Стоит входной двери захлопнуться – я одним прыжком к буфету! На фарфоровом блюдечке – пузатенькая, «детская» чашечка с мучным супом – зеленоватой жидкостью-болтанкой и пластик черного хлеба, такой тоненький, что сквозь него просвечивает воздух. Я знаю: больше мне оставить не могли.
Мама и папа съели утром по точно такой же порции. На «детские» и «служащие» карточки выдают по сто двадцать пять граммов хлеба в день – на троих это четверть черной, тяжелой, заскорузлой буханки. Ирочкина мама такого хлеба не признает.
– Там же одни отруби и бумага, – возмущается она. – Разве это можно есть?
Можно! Да еще как! Если ей не нравится, могла бы отдать кому-нибудь – мне, например, или Нюре. Но она почему-то не отдает. Наверное, сушит на сухари и продолжает запасаться.

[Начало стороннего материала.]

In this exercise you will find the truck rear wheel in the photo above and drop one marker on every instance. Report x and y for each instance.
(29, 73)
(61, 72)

…Снова и снова заглядываю в буфет. Съесть свой дневной рацион сейчас или немного подождать? Ну, съем. А потом что? Терзаюсь самыми мучительными сомнениями. Отхожу от буфета, копаюсь в постылых игрушках. Но чашечка с супом и, в особенности, хлеб – так и маячат перед глазами. Чем бы отвлечься? Затеваю игру в дочки-матери со своим любимым Микой, хотя он отнюдь не походит на «доченьку».
– Вот, милая, – говорю сокрушенно безмолвному Мике. – Приду поздно.
Отца тоже не жди. В буфете тебе покушать…
Тьфу! Опять этот буфет. Запру-ка я его (ключик всегда торчит из медной скважины и служит вместо оторванной ручки) и уйду в другую комнату. Так и поступаю, но покоя все равно нет. Книгу, которую хватаю с полки, от волнения держу вверх ногами – читать я не в состоянии. И вдруг меня осеняет: съем!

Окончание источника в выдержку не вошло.